The Shell Petroleum Development Company of Nigeria Limited (SPDC) has clarified its position on the over $1.3 billion sale of onshore oil stressed to Renaissance Consortium.
In a counter affidavit (suit number FHC/ABJ/CS/413/2024, dated May 24, 2024) seen by Nairametrics, SPDC said it “did not sell its onshore assets and facilities in Nigeria to anyone.”
This clarification follows six months after Shell Plc, SPDC’s parent company, announced it had reached an agreement to sell its Nigerian onshore oil assets to a local consortium for over $1.3 billion, pending government approval.
In 2021, Shell announced plans to divest its Nigerian onshore assets due to operational challenges, including theft and oil spills, which conflicted with its long-term energy transition strategy. After pausing the process in 2022, Shell resumed talks in mid-2023 to sell its 30% interest in SPDC.
The Nigerian government, under President Bola Tinubu’s administration, has been advised to finalise divestments to boost petroleum output. In May, the NUPRC established a framework to oversee such divestments.

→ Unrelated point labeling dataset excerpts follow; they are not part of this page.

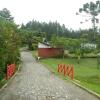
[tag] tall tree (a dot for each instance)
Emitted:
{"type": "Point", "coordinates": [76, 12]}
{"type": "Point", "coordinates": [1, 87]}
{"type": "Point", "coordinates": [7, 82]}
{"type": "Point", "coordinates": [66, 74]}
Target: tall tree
{"type": "Point", "coordinates": [5, 13]}
{"type": "Point", "coordinates": [92, 9]}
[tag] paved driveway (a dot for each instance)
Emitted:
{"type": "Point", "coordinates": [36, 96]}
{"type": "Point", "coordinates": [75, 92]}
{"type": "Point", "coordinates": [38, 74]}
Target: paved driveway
{"type": "Point", "coordinates": [35, 82]}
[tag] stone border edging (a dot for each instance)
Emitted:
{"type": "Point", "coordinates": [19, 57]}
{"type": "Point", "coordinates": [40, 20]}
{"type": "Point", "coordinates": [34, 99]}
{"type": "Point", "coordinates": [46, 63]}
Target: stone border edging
{"type": "Point", "coordinates": [5, 85]}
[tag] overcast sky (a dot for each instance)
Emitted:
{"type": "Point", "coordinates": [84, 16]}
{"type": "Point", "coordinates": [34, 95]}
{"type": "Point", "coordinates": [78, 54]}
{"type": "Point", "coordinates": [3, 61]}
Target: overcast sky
{"type": "Point", "coordinates": [47, 10]}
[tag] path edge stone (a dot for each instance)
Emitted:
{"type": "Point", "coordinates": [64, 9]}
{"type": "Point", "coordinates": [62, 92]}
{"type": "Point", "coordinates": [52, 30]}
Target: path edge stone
{"type": "Point", "coordinates": [6, 84]}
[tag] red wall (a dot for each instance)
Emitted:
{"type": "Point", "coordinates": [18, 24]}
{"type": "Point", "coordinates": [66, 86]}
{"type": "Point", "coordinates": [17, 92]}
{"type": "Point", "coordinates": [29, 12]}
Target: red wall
{"type": "Point", "coordinates": [49, 52]}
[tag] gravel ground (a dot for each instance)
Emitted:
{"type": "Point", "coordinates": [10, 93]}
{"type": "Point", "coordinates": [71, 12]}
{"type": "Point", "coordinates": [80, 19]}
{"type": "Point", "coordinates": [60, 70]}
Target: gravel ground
{"type": "Point", "coordinates": [35, 82]}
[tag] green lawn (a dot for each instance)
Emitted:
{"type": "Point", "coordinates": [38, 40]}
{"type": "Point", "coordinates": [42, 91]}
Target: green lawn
{"type": "Point", "coordinates": [86, 72]}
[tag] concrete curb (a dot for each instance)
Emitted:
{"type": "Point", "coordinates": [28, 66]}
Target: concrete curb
{"type": "Point", "coordinates": [5, 85]}
{"type": "Point", "coordinates": [75, 82]}
{"type": "Point", "coordinates": [90, 91]}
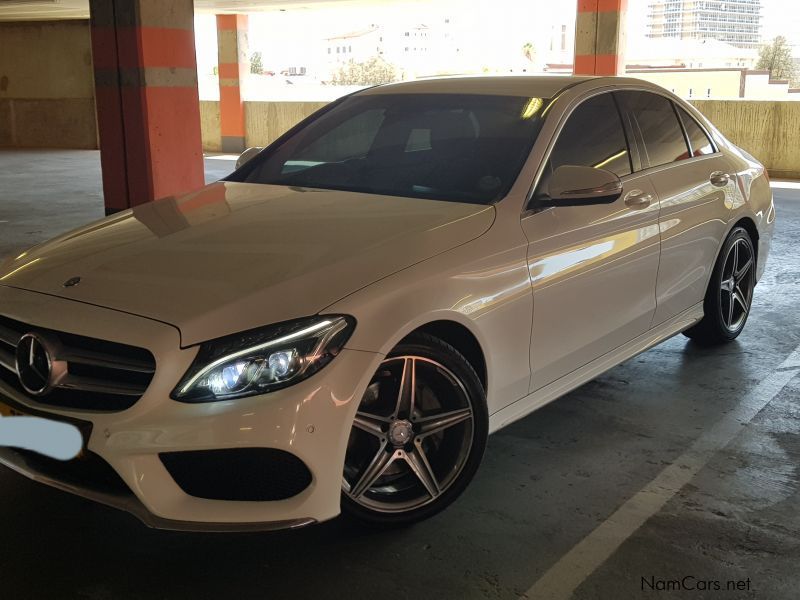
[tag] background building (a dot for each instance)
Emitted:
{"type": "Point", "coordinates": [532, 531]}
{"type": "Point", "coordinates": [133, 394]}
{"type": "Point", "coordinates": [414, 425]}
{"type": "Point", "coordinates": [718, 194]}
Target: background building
{"type": "Point", "coordinates": [737, 22]}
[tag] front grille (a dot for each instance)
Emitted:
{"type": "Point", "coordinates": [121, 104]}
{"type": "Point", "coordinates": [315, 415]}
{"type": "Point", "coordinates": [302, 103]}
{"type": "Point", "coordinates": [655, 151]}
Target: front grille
{"type": "Point", "coordinates": [238, 474]}
{"type": "Point", "coordinates": [100, 375]}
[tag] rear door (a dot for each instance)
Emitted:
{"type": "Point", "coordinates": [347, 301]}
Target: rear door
{"type": "Point", "coordinates": [696, 186]}
{"type": "Point", "coordinates": [593, 268]}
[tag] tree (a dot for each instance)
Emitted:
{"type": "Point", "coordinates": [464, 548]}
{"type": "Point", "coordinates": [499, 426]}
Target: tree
{"type": "Point", "coordinates": [776, 57]}
{"type": "Point", "coordinates": [256, 66]}
{"type": "Point", "coordinates": [373, 71]}
{"type": "Point", "coordinates": [529, 50]}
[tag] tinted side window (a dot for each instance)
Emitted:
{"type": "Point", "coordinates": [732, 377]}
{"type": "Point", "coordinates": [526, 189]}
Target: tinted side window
{"type": "Point", "coordinates": [663, 139]}
{"type": "Point", "coordinates": [593, 137]}
{"type": "Point", "coordinates": [697, 137]}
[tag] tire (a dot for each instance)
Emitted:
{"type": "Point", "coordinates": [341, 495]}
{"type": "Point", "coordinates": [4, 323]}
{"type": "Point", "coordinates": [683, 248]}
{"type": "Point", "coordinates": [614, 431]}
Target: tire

However, civil society groups, led by Amnesty International, have urged the Nigerian government to block Shell’s proposed sale of its onshore oil business.
Renaissance Consortium, comprised of Petrolin Group, announced the signing of the transaction, expressing their commitment to supporting African business opportunities in the petroleum sector.
The counter affidavit comes amid a legal battle with Global Gas and Refining Limited, which has filed a suit against SPDC and the Nigerian Upstream Petroleum Regulatory Commission (NUPRC), seeking to halt the divestment.
Global Gas and Refining Limited approached the Federal High Court, Abuja, seeking an order to restrain NUPRC from approving or authorising the sale of SPDC’s assets. The company’s Executive Chairman, Mr. Kenneth Yelowe, stated that Global Gas had initiated arbitration proceedings against Shell for failing to supply wet gas as per a 2002 Gas Processing Agreement.
Yelowe argued that unless the court intervenes, the 2002 agreement could be jeopardised. He emphasised that the dispute is before the Supreme Court, and a sale of SPDC’s assets could leave Global Gas without a remedy.
In response, SPDC’s Legal Counsel, Mr. Kingsley Osuh, clarified that the transaction with Renaissance was a share sale, not an asset sale. He stated that SPDC’s shareholder sold its shares to Renaissance, not the onshore assets themselves.
Osuh emphasised that SPDC remains intact as a corporate entity, with all assets and operations continuing as usual. He noted that the share sale does not affect SPDC’s 30% interest in eighteen Oil Mining Leases (OMLs) within its joint venture operations.